Robert Oliveras

Personal information
- Full name: Robert Oliveras Aceves
- Date of birth: 23 November 2010 (age 15)
- Place of birth: Barcelona, Spain
- Height: 1.82 m (6 ft 0 in)
- Position: Midfielder

Team information
- Current team: Barcelona

Youth career
- Sant Gabriel
- 0000–2024: Damm
- 2024–: Barcelona

International career^{‡}
- Years: Team / Apps / (Gls)
- 2024–2025: Mexico U15 / 10 / (1)
- 2026–: Mexico U16 / 1 / (0)

= Robert Oliveras =

Mexican footballer (born 2010)

Robert Oliveras Aceves (born 23 November 2010) is a footballer who plays as a midfielder for Barcelona. Born in Spain, he is a Mexico youth international.

==Early life==
Oliveras was born on 23 November 2010 in Barcelona, Spain and grew up in El Clot neighborhood, Barcelona.

Born to a Mexican mother and a Spanish father, he obtained Mexican citizenship and Spanish citizenship.

==Club career==
As a youth player, Oliveras joined the youth academy of Spanish side Sant Gabriel.
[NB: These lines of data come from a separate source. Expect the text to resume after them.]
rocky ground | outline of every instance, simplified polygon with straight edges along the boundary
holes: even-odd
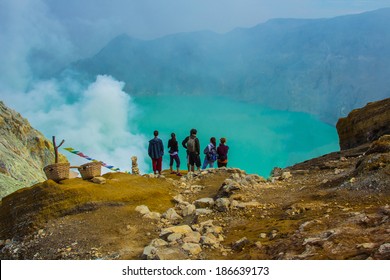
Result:
[[[1,259],[390,259],[390,137],[273,171],[109,173],[0,205]]]

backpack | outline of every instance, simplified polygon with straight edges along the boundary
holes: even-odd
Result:
[[[209,149],[209,145],[204,148],[203,153],[206,154],[206,158],[209,161],[216,161],[217,160],[217,151],[214,148]]]
[[[189,137],[188,138],[188,141],[187,141],[187,151],[190,152],[190,153],[195,153],[195,139],[196,138],[192,138],[192,137]]]

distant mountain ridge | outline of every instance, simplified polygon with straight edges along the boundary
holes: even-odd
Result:
[[[65,70],[108,74],[132,95],[220,94],[335,124],[390,96],[390,8],[331,19],[275,19],[226,34],[121,35]]]

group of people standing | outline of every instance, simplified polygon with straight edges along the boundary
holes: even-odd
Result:
[[[154,138],[149,141],[148,154],[152,159],[152,167],[154,174],[161,174],[162,170],[162,158],[164,155],[164,145],[162,140],[158,137],[158,131],[154,131]],[[214,168],[214,163],[217,162],[218,167],[227,166],[228,163],[228,151],[229,146],[226,145],[226,138],[220,139],[220,144],[217,147],[217,142],[215,137],[210,138],[210,143],[204,148],[203,153],[205,155],[203,165],[201,166],[200,159],[200,143],[199,139],[196,136],[197,130],[195,128],[191,129],[190,135],[187,136],[182,141],[182,146],[187,151],[187,169],[188,172],[195,171],[195,166],[197,170],[206,169],[207,167]],[[179,144],[176,140],[176,134],[171,134],[171,139],[168,141],[169,149],[169,168],[171,174],[176,174],[177,176],[182,176],[180,173],[180,157],[179,157]],[[176,163],[176,171],[173,170],[173,164]]]

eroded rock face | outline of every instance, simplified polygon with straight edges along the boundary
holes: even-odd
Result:
[[[336,127],[341,150],[371,143],[390,134],[390,98],[353,110],[346,118],[339,119]]]
[[[0,101],[0,198],[46,180],[43,167],[52,163],[51,142]]]

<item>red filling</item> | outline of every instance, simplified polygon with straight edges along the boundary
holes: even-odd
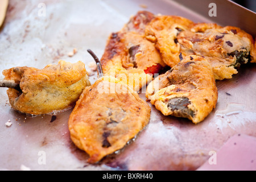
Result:
[[[162,68],[163,67],[160,64],[158,63],[156,65],[154,65],[152,67],[144,69],[144,72],[147,74],[158,73]]]

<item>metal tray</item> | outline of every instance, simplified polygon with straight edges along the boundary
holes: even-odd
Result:
[[[101,57],[109,34],[142,10],[237,26],[255,35],[252,11],[229,1],[192,2],[10,0],[0,31],[0,72],[16,66],[43,68],[60,59],[81,60],[89,69],[93,60],[86,50]],[[216,17],[209,16],[210,2],[217,5]],[[69,57],[75,48],[78,52]],[[92,83],[96,79],[96,75],[90,77]],[[232,136],[256,136],[256,64],[243,65],[233,78],[217,85],[217,107],[201,123],[164,117],[148,102],[150,123],[124,148],[94,165],[86,163],[88,155],[70,139],[72,109],[58,114],[52,122],[51,115],[28,117],[10,108],[6,89],[1,88],[0,169],[196,170],[207,162],[210,151],[218,151]],[[144,94],[140,96],[146,100]],[[9,119],[13,125],[7,127]]]

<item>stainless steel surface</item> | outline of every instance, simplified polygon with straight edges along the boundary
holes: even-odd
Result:
[[[94,60],[86,50],[100,57],[109,34],[141,10],[214,22],[168,0],[11,0],[0,32],[0,72],[16,66],[42,68],[59,59],[81,60],[89,70]],[[68,56],[73,48],[77,52]],[[90,81],[96,78],[94,75]],[[22,165],[31,170],[196,169],[208,160],[209,151],[217,151],[233,135],[256,136],[255,84],[253,64],[241,67],[232,79],[217,81],[217,107],[196,125],[164,117],[148,102],[149,125],[125,148],[96,165],[86,163],[88,155],[70,139],[72,109],[58,114],[52,122],[51,115],[28,117],[10,109],[6,89],[0,88],[0,169],[19,170]],[[144,94],[140,96],[146,100]],[[7,127],[9,120],[13,125]]]

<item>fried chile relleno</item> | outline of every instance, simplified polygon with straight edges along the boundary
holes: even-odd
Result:
[[[195,54],[209,61],[216,80],[231,78],[241,64],[255,59],[251,36],[237,27],[197,23],[181,32],[177,39],[184,55]]]
[[[184,56],[201,56],[213,68],[215,78],[223,80],[237,73],[237,69],[249,59],[256,62],[252,36],[237,27],[194,23],[177,16],[159,16],[145,30],[147,39],[155,43],[163,61],[171,67],[179,63],[180,52]]]
[[[90,85],[84,64],[60,61],[42,69],[15,67],[3,72],[6,80],[19,85],[20,92],[9,88],[11,107],[23,113],[38,115],[73,105],[84,89]]]
[[[146,96],[164,115],[187,118],[197,123],[217,104],[218,93],[212,68],[201,56],[185,56],[150,82]]]
[[[136,92],[114,77],[104,76],[85,89],[68,125],[73,142],[94,163],[123,148],[150,118],[150,106]]]
[[[101,59],[105,75],[114,76],[138,91],[166,65],[154,44],[144,37],[144,27],[154,17],[139,11],[109,38]]]

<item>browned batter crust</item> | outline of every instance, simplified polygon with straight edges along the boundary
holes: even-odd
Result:
[[[148,123],[150,107],[132,89],[104,76],[86,87],[68,121],[75,144],[94,163],[123,147]]]
[[[152,81],[146,96],[163,114],[187,118],[197,123],[217,104],[218,92],[212,68],[202,57],[186,56]]]
[[[241,64],[255,54],[252,36],[239,28],[216,24],[197,23],[181,32],[177,44],[184,55],[204,56],[213,68],[216,80],[231,78]]]
[[[231,78],[242,64],[255,62],[252,36],[239,28],[216,23],[194,23],[183,17],[159,16],[146,27],[148,40],[155,43],[163,60],[171,67],[180,52],[204,56],[213,68],[216,80]]]
[[[5,70],[6,80],[20,85],[22,92],[7,91],[11,107],[30,114],[48,114],[74,104],[84,89],[90,85],[84,64],[60,61],[42,69],[15,67]]]
[[[176,44],[177,35],[188,30],[193,24],[190,20],[177,16],[162,15],[152,19],[146,26],[148,40],[155,43],[164,62],[171,67],[179,62],[180,47]]]
[[[109,36],[101,59],[105,75],[125,79],[136,91],[152,80],[152,74],[166,66],[154,44],[143,33],[154,17],[147,11],[138,12],[120,31]],[[154,71],[148,71],[151,68]]]

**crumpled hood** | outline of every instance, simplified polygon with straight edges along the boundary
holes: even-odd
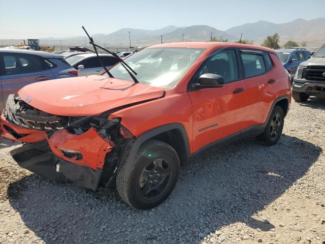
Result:
[[[163,96],[164,89],[99,75],[28,85],[18,92],[25,102],[57,115],[98,115],[118,107]]]

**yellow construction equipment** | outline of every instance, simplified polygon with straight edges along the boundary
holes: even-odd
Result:
[[[22,43],[16,45],[17,47],[30,47],[30,48],[36,50],[37,51],[46,51],[48,52],[54,52],[55,49],[55,46],[50,47],[49,46],[40,46],[39,39],[27,39],[28,44],[26,44],[24,40],[24,44]]]

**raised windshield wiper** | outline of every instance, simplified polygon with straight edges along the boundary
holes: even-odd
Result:
[[[93,47],[93,50],[95,51],[95,53],[96,53],[96,55],[97,56],[97,57],[98,57],[98,60],[99,60],[100,63],[101,63],[101,65],[102,66],[102,67],[103,67],[103,68],[104,69],[104,70],[105,71],[105,72],[107,73],[107,74],[108,75],[108,76],[111,77],[111,78],[114,78],[114,77],[113,76],[113,75],[112,75],[112,74],[111,74],[110,73],[110,72],[108,71],[108,70],[106,68],[106,67],[105,67],[105,65],[104,64],[104,63],[102,62],[102,59],[101,59],[101,58],[100,57],[100,55],[98,55],[98,52],[97,52],[97,49],[96,48],[96,46],[95,46],[94,44],[93,43],[93,40],[92,40],[92,38],[90,37],[90,36],[89,35],[89,34],[88,34],[88,32],[87,32],[87,30],[86,30],[86,29],[85,29],[85,27],[82,26],[82,28],[83,29],[83,30],[85,31],[85,32],[86,33],[86,34],[87,35],[87,36],[88,36],[88,38],[89,39],[89,40],[90,41],[89,42],[89,43],[92,43],[92,47]]]
[[[132,79],[134,80],[134,81],[135,83],[139,83],[139,81],[138,81],[138,80],[137,79],[136,77],[134,75],[133,75],[133,74],[132,74],[131,72],[130,72],[130,70],[131,71],[132,71],[136,75],[137,75],[138,74],[137,74],[137,73],[134,70],[133,70],[132,69],[131,69],[131,67],[130,67],[128,65],[127,65],[127,64],[126,64],[125,62],[124,62],[124,60],[122,58],[121,58],[120,57],[117,56],[116,53],[114,53],[114,52],[111,52],[110,51],[109,51],[108,50],[106,49],[105,48],[103,48],[102,47],[101,47],[100,46],[99,46],[98,45],[95,44],[95,43],[94,43],[93,40],[92,40],[92,38],[91,38],[91,37],[90,37],[89,36],[89,35],[88,34],[88,33],[87,32],[87,31],[85,29],[85,27],[82,26],[82,28],[83,29],[83,30],[85,31],[85,32],[87,34],[87,36],[88,36],[88,38],[89,39],[89,41],[90,41],[89,43],[90,44],[92,45],[92,46],[93,47],[93,49],[94,49],[95,52],[96,52],[96,54],[97,54],[97,56],[99,58],[100,58],[100,57],[99,57],[99,56],[98,55],[98,53],[97,53],[97,50],[96,50],[96,47],[97,47],[99,48],[100,48],[100,49],[101,49],[102,50],[104,50],[106,52],[107,52],[109,54],[110,54],[112,55],[113,56],[114,56],[115,58],[117,58],[119,60],[120,63],[121,63],[121,65],[122,65],[122,66],[123,66],[124,67],[124,68],[125,70],[126,70],[126,71],[127,71],[127,73],[128,73],[129,76],[131,77]],[[102,64],[100,58],[100,62],[101,63],[101,64],[102,65],[102,66],[103,66],[103,67],[104,68],[104,69],[105,70],[105,71],[106,71],[106,72],[107,73],[108,75],[110,76],[110,77],[113,77],[113,75],[112,75],[112,74],[111,74],[108,71],[108,70],[107,70],[107,69],[106,69],[106,67],[105,67],[105,66],[104,66],[104,65]],[[126,67],[127,67],[128,69],[127,69]]]

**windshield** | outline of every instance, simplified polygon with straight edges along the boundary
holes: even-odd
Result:
[[[278,57],[280,58],[280,60],[282,63],[286,63],[288,60],[289,56],[290,56],[290,53],[287,52],[276,52],[278,54]]]
[[[69,63],[69,65],[72,65],[76,62],[83,58],[84,57],[82,56],[78,56],[78,55],[75,56],[71,56],[66,58],[66,61]]]
[[[149,48],[124,60],[138,73],[139,83],[164,88],[173,88],[204,49],[188,48]],[[114,78],[132,80],[118,64],[109,70]],[[103,75],[108,76],[107,74]]]
[[[313,55],[313,57],[325,57],[325,44],[317,50]]]

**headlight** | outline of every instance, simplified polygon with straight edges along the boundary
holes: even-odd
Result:
[[[119,124],[121,118],[106,118],[100,116],[88,117],[70,117],[67,129],[71,133],[81,135],[93,127],[99,134],[105,134],[104,131]]]
[[[304,73],[304,70],[306,67],[303,66],[299,66],[296,72],[295,78],[297,79],[302,79],[303,74]]]

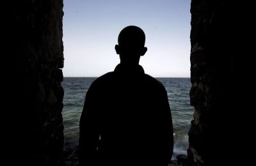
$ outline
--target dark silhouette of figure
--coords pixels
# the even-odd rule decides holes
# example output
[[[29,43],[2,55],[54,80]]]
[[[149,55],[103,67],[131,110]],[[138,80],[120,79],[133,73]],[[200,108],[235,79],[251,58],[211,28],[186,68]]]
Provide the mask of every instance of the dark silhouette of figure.
[[[173,135],[166,91],[144,73],[147,52],[138,27],[120,32],[120,63],[89,88],[80,120],[80,165],[167,166]]]

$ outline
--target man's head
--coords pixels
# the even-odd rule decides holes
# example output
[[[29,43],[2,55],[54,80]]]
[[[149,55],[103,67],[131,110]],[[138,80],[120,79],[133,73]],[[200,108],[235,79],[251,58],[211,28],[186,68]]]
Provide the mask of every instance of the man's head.
[[[144,47],[145,40],[145,33],[140,27],[131,26],[124,28],[118,36],[118,45],[115,46],[121,63],[138,64],[140,56],[147,50]]]

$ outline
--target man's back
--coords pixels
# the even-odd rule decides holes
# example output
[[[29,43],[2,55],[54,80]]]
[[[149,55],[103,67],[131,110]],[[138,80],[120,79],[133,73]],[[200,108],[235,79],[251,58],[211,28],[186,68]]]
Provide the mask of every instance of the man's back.
[[[120,64],[97,79],[80,123],[82,163],[168,165],[173,143],[167,94],[139,65]]]

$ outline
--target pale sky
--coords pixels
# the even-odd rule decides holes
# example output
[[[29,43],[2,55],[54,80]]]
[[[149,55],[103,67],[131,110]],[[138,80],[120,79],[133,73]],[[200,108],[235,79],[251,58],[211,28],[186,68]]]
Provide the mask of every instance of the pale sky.
[[[141,28],[154,77],[190,77],[190,0],[64,0],[64,77],[99,77],[120,63],[120,31]]]

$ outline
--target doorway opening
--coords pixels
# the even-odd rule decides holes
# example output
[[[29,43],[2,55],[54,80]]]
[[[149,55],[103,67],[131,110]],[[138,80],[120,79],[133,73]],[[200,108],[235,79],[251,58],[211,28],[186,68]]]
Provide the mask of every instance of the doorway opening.
[[[173,157],[186,155],[193,119],[190,105],[190,1],[64,0],[65,67],[62,82],[65,146],[78,146],[79,123],[86,93],[97,77],[119,63],[114,47],[130,25],[145,33],[145,73],[167,91],[174,132]]]

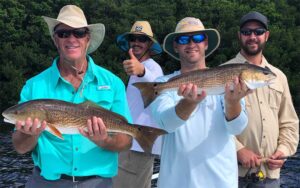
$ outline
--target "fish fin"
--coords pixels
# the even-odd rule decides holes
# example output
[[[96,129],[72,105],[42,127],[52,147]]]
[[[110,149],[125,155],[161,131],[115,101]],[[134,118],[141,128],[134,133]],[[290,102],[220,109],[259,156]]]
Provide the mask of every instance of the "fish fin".
[[[133,125],[137,126],[138,133],[135,137],[136,141],[143,148],[145,153],[151,153],[154,141],[160,135],[167,134],[165,130],[142,126],[142,125]]]
[[[79,105],[80,105],[80,106],[84,106],[84,107],[86,107],[86,108],[88,108],[89,106],[99,108],[99,105],[97,105],[96,103],[94,103],[94,102],[92,102],[92,101],[85,101],[85,102],[83,102],[83,103],[80,103]]]
[[[146,108],[151,104],[152,101],[157,97],[157,92],[155,91],[155,86],[159,84],[158,82],[136,82],[133,83],[136,88],[141,92],[144,107]]]
[[[53,134],[54,136],[57,136],[58,138],[60,138],[60,139],[62,139],[62,140],[64,139],[64,138],[62,137],[61,132],[60,132],[57,128],[55,128],[55,126],[54,126],[53,124],[47,123],[47,126],[49,127],[50,133],[51,133],[51,134]]]
[[[85,102],[80,103],[78,105],[82,106],[85,110],[88,110],[90,107],[93,107],[93,109],[95,109],[96,111],[98,110],[98,112],[107,112],[110,115],[114,116],[116,119],[122,119],[122,121],[128,123],[128,120],[125,117],[123,117],[122,115],[120,115],[118,113],[115,113],[113,111],[107,110],[106,108],[103,108],[103,107],[99,106],[98,104],[96,104],[96,103],[94,103],[92,101],[85,101]],[[99,117],[101,117],[100,114],[102,114],[102,113],[99,113]]]
[[[248,82],[247,80],[243,80],[244,83],[246,84],[246,86],[249,88],[249,89],[256,89],[255,86],[253,86],[250,82]]]

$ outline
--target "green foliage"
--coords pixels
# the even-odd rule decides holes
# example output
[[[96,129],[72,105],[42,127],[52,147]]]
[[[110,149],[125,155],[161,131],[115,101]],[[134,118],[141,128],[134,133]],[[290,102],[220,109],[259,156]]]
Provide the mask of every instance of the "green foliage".
[[[19,100],[25,81],[51,65],[57,51],[41,16],[56,18],[66,4],[80,6],[89,23],[103,23],[105,39],[92,57],[98,65],[114,72],[127,83],[115,39],[128,32],[136,20],[148,20],[155,38],[162,44],[174,32],[176,23],[187,16],[200,18],[206,28],[221,34],[218,50],[207,58],[217,66],[239,51],[237,31],[240,17],[250,10],[260,11],[270,21],[270,39],[264,54],[288,77],[296,106],[300,106],[300,3],[298,0],[0,0],[0,106],[1,111]],[[163,53],[154,57],[166,74],[179,63]]]

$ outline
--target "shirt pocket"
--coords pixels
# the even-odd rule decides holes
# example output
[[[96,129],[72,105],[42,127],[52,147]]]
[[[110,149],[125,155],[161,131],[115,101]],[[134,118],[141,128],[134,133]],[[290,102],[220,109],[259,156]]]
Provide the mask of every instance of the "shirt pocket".
[[[112,90],[99,90],[86,96],[86,99],[109,110],[113,105],[114,92]]]
[[[283,94],[283,87],[278,84],[271,84],[269,87],[269,105],[272,109],[278,110]]]

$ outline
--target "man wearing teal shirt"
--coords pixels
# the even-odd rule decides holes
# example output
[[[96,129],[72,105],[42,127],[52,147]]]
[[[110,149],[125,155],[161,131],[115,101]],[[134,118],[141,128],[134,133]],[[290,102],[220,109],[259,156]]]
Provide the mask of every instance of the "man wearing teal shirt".
[[[82,10],[74,5],[63,7],[57,19],[43,18],[59,57],[26,82],[20,102],[42,98],[72,103],[92,101],[131,121],[123,82],[87,55],[103,41],[104,25],[88,25]],[[129,136],[109,136],[101,117],[92,117],[87,120],[87,131],[79,129],[81,134],[64,135],[61,140],[43,131],[47,122],[38,127],[39,120],[34,118],[17,122],[13,133],[17,152],[32,151],[35,168],[26,187],[112,186],[111,178],[117,174],[117,152],[130,148]]]

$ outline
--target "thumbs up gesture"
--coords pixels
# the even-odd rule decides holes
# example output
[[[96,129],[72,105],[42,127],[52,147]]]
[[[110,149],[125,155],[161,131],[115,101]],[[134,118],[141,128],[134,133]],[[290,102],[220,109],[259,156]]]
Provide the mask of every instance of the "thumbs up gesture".
[[[137,75],[144,76],[145,67],[144,65],[135,57],[132,52],[132,48],[128,50],[130,59],[123,61],[123,67],[127,75]]]

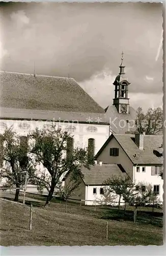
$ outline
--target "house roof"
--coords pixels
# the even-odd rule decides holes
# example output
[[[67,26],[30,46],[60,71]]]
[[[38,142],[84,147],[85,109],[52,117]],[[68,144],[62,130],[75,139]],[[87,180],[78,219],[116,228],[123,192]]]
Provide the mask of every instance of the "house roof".
[[[105,111],[109,119],[110,130],[114,134],[125,134],[128,132],[128,121],[130,122],[130,127],[132,127],[136,115],[135,110],[131,106],[129,107],[129,114],[119,113],[115,105],[108,106]]]
[[[104,113],[73,78],[1,72],[1,107]]]
[[[51,110],[26,110],[1,108],[1,119],[42,120],[109,125],[109,119],[105,113],[84,113]],[[91,122],[89,123],[89,120]],[[76,121],[75,121],[76,122]]]
[[[144,150],[140,150],[135,143],[134,135],[112,134],[97,153],[96,159],[113,137],[134,164],[162,164],[163,157],[158,157],[153,153],[153,151],[159,147],[162,143],[162,136],[160,135],[144,135]]]
[[[90,169],[81,167],[81,172],[84,175],[82,178],[86,185],[99,185],[109,178],[115,177],[125,178],[126,173],[122,172],[117,164],[97,164],[92,166]]]

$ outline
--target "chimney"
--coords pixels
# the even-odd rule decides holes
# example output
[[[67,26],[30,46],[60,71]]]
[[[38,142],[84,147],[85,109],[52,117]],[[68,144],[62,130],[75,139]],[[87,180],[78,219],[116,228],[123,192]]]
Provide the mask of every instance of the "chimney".
[[[139,150],[143,150],[144,149],[144,134],[135,135],[135,143],[139,147]]]
[[[102,165],[102,161],[100,161],[100,162],[99,162],[99,165],[100,165],[100,166],[101,166]]]

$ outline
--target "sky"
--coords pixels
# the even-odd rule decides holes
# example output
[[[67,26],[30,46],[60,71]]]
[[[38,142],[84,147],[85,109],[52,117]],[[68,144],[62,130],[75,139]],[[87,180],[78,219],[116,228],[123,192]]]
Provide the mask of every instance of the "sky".
[[[36,74],[69,76],[106,108],[113,103],[123,51],[130,105],[162,107],[161,4],[1,3],[0,8],[2,70],[33,73],[35,66]]]

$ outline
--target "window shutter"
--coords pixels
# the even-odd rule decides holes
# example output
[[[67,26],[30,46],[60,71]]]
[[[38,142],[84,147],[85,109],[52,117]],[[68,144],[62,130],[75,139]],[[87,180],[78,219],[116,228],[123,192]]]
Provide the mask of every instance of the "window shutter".
[[[95,155],[95,139],[89,139],[88,146],[88,158],[89,164],[94,163],[94,157]]]
[[[110,148],[110,153],[109,153],[110,156],[113,156],[113,148]]]
[[[151,175],[155,175],[155,166],[151,167]]]

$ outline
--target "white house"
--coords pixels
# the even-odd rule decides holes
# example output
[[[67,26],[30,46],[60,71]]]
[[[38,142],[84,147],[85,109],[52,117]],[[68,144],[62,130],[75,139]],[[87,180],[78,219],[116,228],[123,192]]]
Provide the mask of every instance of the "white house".
[[[112,134],[95,159],[103,164],[120,164],[133,182],[150,184],[162,202],[162,136],[144,134]],[[145,188],[143,187],[143,189]]]

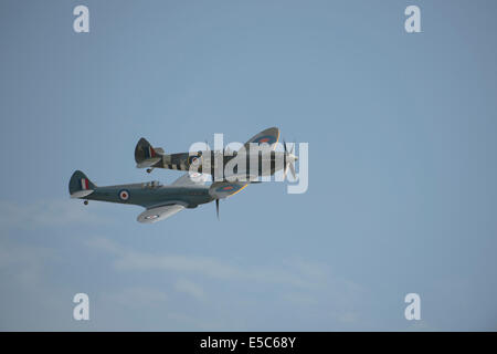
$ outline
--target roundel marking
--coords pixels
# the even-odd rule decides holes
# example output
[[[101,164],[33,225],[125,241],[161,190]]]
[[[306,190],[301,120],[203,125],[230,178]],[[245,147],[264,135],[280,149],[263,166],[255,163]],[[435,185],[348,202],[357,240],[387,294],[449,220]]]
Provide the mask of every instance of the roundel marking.
[[[128,200],[129,199],[129,191],[126,189],[119,190],[119,199],[120,200]]]

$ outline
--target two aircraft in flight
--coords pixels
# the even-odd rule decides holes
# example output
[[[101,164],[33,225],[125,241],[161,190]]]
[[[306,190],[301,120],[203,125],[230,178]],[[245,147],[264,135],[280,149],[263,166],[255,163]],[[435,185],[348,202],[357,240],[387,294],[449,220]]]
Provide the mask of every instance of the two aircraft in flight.
[[[173,216],[186,208],[197,208],[199,205],[215,201],[219,218],[219,201],[233,196],[244,189],[248,184],[258,183],[258,176],[269,176],[277,170],[288,169],[295,177],[294,163],[297,157],[292,152],[276,152],[279,139],[279,129],[272,127],[252,137],[239,152],[224,154],[223,152],[199,150],[195,153],[165,154],[161,148],[154,148],[145,138],[141,138],[135,149],[135,160],[138,168],[154,168],[186,170],[187,173],[172,184],[163,186],[158,181],[141,184],[126,184],[97,187],[82,171],[76,170],[71,177],[68,190],[71,198],[101,200],[118,204],[137,205],[146,210],[137,220],[152,223]],[[256,148],[254,147],[263,147]],[[266,148],[266,149],[264,149]],[[254,156],[256,155],[256,156]],[[245,164],[235,164],[233,170],[226,174],[223,168],[235,158],[246,162],[257,158],[256,171],[245,168]],[[221,162],[216,164],[216,162]],[[242,166],[241,168],[239,168]],[[207,186],[209,175],[215,176],[213,183]],[[258,176],[256,176],[258,175]]]

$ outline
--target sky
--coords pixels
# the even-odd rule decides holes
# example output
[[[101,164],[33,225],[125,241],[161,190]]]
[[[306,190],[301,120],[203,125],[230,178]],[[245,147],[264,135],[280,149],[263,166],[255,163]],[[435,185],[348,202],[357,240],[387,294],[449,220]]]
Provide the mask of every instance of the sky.
[[[89,33],[73,30],[78,4]],[[404,30],[410,4],[421,33]],[[496,11],[1,1],[0,330],[497,330]],[[305,194],[253,185],[220,221],[209,204],[154,225],[68,198],[76,169],[178,178],[135,167],[142,136],[179,153],[271,126],[308,143]]]

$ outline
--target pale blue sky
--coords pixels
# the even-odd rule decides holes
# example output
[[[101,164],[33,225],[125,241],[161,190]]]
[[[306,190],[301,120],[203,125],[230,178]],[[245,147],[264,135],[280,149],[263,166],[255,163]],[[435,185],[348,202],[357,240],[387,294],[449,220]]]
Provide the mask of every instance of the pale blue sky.
[[[0,330],[496,330],[496,11],[1,1]],[[75,169],[176,179],[135,168],[141,136],[182,152],[269,126],[309,143],[307,194],[250,186],[221,222],[211,204],[152,226],[68,199]]]

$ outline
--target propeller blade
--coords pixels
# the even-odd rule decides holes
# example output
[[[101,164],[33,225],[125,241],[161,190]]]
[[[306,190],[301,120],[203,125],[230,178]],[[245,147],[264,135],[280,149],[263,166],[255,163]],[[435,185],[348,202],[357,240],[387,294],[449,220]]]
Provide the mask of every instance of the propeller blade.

Following his stint there, he joined the youth academy of Spanish side Damm, where he played as a midfielder in the club's 4–2–3–1 formation.

Ahead of the 2024–25 season, he joined the youth academy of Spanish La Liga side Barcelona, helping the club's under-16 team win the 2026 Alkass International Cup.

==International career==
Oliveras is a Mexico youth international and has represented the country internationally at under-15 and under-16 levels and is eligible to represent Spain internationally. Argentine manager Andrés Lillini, the director of Mexico's youth national teams at the time, discovered his eligibility to represent Mexico internationally through a friend and contacted his parents to convince him to represent Mexico internationally.

On 26 November 2024, he debuted for the Mexico national under-15 football team during a 0–4 away friendly loss to the Spain national under-15 football team. During the summer of 2025, he played for the Mexico national under-15 football team at the 2025 CONCACAF Boys' Under-15 Championship, helping the team win the competition. On 30 March 2026, he debuted for the Mexico national under-16 football team during a 0–1 away friendly loss to the Portugal national under-16 football team.

==Style of play==
Oliveras plays as a midfielder. Right-footed, he has played as a defender while playing for the youth academy of Spanish La Liga side Barcelona.

Argentine news website Infobae wrote in that "technical reports highlight his versatility on the pitch, as he performs both offensive and defensive duties with ease. His speed and physical presence are attributes that have allowed him to excel among his peers and adapt to different positions".